Monday, May 10, 2010

What Dreams May Come


The last 24 hours have been a long set of extremely anxious minutes and seconds. I am feeling restlessly artistic, longingly expressive, ecstatic with life, and pensively depressed all at the same time. I don't know if I've ever felt this way before. I think I think too much about a lot of things.

I had the strangest dream. I often have the strangest dream (no, not the same one. Different ones, silly). It began with me being outside in the early evening, when dusk is setting in and you can make out the moon in the sky. I was in some dirt yard, not unlike that of my school, but the city I occupied was a Gothic dream. I don't know why all the cities I have dreams about are so Gothic. I think subconsciously I believe Gothic architecture to be among the most darkly haunting and beautiful architecture out there. Anyway, I looked up at the moon, and slowly it started moving. Swaying back and forth. Eventually it fanned out like a pendulum and gained momentum, swinging across the evening sky quickly.
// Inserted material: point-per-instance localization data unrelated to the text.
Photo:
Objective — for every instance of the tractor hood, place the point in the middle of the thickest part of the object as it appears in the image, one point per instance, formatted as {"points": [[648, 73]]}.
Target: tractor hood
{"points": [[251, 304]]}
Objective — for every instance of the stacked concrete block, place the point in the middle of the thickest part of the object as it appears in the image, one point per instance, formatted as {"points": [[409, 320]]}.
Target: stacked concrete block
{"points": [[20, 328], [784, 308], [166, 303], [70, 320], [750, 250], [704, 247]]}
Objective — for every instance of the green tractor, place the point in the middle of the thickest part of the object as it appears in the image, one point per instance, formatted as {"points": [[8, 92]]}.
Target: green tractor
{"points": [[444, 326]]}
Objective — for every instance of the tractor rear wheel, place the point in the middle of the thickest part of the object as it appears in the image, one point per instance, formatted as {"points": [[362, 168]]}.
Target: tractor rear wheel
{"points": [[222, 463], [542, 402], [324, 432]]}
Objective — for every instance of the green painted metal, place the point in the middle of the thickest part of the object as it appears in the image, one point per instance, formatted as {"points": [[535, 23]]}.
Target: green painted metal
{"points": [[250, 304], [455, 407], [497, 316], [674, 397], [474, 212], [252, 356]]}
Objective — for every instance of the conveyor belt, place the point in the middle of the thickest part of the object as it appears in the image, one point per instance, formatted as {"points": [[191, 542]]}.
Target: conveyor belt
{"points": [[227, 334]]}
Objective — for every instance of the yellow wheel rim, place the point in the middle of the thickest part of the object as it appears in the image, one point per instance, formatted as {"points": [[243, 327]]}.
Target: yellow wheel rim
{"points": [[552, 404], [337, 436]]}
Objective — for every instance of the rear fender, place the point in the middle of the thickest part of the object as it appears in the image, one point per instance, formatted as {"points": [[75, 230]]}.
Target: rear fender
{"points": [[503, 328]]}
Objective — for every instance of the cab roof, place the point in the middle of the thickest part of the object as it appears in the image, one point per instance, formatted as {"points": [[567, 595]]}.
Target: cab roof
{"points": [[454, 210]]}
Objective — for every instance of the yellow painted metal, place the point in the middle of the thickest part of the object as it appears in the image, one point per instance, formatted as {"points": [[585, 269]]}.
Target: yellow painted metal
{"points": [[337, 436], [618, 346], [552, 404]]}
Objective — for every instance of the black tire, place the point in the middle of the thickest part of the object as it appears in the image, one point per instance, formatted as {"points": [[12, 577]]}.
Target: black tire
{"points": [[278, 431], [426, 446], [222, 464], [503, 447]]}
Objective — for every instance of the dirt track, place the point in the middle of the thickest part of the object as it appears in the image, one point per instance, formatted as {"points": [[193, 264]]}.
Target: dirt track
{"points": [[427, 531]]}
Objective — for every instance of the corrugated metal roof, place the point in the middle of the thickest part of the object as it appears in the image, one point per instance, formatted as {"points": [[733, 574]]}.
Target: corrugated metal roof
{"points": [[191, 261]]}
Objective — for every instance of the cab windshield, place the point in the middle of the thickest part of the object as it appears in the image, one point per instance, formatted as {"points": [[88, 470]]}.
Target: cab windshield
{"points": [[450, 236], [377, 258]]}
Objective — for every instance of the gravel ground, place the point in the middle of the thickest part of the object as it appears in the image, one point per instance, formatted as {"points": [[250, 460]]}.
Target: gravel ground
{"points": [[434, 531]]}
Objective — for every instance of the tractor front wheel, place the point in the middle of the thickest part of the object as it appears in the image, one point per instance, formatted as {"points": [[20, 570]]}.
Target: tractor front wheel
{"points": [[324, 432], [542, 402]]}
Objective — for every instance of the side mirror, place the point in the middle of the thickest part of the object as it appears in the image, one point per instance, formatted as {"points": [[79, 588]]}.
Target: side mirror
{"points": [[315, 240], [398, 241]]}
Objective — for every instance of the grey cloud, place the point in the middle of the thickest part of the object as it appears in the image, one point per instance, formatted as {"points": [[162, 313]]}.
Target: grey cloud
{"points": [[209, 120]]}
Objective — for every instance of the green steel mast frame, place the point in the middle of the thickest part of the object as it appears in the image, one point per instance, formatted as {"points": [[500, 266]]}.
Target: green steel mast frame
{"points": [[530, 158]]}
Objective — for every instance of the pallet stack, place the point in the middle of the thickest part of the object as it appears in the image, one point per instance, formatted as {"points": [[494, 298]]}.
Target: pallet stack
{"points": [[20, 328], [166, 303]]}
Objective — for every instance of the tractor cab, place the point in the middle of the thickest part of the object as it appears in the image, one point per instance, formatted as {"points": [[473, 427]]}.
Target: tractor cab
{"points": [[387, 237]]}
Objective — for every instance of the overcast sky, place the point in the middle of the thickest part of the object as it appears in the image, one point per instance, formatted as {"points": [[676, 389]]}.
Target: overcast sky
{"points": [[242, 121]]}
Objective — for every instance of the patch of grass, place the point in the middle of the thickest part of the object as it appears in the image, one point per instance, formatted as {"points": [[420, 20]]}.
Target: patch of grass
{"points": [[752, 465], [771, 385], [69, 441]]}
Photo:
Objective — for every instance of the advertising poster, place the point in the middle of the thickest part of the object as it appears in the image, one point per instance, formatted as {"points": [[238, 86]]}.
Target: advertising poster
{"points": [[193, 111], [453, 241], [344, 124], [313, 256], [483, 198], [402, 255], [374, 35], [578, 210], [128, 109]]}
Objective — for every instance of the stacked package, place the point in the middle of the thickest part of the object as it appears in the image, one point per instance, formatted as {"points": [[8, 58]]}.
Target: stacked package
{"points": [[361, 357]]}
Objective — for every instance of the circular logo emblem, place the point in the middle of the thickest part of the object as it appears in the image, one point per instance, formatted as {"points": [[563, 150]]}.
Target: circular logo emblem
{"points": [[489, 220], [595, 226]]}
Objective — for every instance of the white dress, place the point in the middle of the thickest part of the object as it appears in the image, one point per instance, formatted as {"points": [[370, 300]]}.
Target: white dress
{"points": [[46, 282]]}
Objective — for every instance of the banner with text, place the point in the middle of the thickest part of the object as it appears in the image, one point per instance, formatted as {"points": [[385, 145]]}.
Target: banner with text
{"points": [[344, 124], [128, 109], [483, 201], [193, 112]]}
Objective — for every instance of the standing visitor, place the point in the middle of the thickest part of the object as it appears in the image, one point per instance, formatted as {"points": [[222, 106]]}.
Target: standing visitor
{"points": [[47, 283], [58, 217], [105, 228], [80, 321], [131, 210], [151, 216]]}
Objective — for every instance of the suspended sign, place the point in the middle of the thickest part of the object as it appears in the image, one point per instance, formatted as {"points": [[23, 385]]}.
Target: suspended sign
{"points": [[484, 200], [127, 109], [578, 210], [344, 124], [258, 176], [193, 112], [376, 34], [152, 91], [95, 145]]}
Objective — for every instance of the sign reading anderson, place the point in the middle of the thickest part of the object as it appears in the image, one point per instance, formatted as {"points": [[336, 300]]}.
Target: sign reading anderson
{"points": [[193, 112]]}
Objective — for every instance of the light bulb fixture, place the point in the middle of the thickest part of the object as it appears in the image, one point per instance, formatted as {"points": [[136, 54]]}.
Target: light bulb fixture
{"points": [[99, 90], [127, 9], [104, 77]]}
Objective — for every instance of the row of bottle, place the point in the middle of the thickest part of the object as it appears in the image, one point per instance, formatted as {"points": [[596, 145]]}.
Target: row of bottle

This movement was too much for the poor moon, and massive piles of dust and surface eventually began falling off of it until the shrinking moon disappeared.

The dust that was formerly the moon had nowhere to go but to enter Earth's orbit and eventually atmosphere, catching aflame in its first breath of air. It was too much dust, though, and it continued to fall at various places around the Earth. My current Gothic metropolis was, of course, one of the places a massive dirt pile landed. The dirt's hard landing created a rumble and destroyed many buildings and lives.

With the moon now gone, the Earth's rotation was subsequently thrown off and things began getting weird. A strong wind picked up (maybe because we were going through space faster? I don't know, it was a dream. You can't control the lack of physics or whatever) and started sending houses (full, intact houses, mind you) floating into the air. There were many just floating down the streets like a lazy river ride at an amusement park. My first thought, as I recovered from the stun of the dust landing, was to find my family and then to watch the news, if there was any, about what was happening. When my mother floated by in her house (some Victorian style thing), we chatted for a minute as though that were a normal thing to do, I established that everyone was ok, and then continued on, looking for a place to see the news. I began walking in the wind a little too nonchalantly for the present situation.

I eventually reached the staggeringly beautiful ruins of a church. I stopped to stare at it and take a picture for just long enough to have my environment change to something resembling Southeast D.C. at night. Naturally, some hoodlums began harassing me. I quickly walked away, trying to not aggravate the situation and eventually noticed that the leader of the posse had stolen my camera. For some reason, I was more upset at this than at the world ending. When I began talking to some gas station attendant looking guy about how I needed to buy a new camera, my alarm went off and awoke me for Monday morning.

The work day came and went, and although I thought I would dread it, I actually ended up enjoying it, and notably enjoying the afternoon. It was one of those therapeutic afternoons where we planned a couple of games and made materials.

I got home and played guitar for nearly two hours. I realized it is time to begin the next art project. I am going to go buy a canvas right now. I'll be back in an hour. No boys while I'm gone. You're on your own for dinner. Ok, kisses. Bye.

1 comment:

  1. Crazy dream! I like it though; your attention to detail gave a very interesting mental image.

    I'm practicing three chords on guitar right now-- G, C, and D. D fuckin' hurts my poor fingers.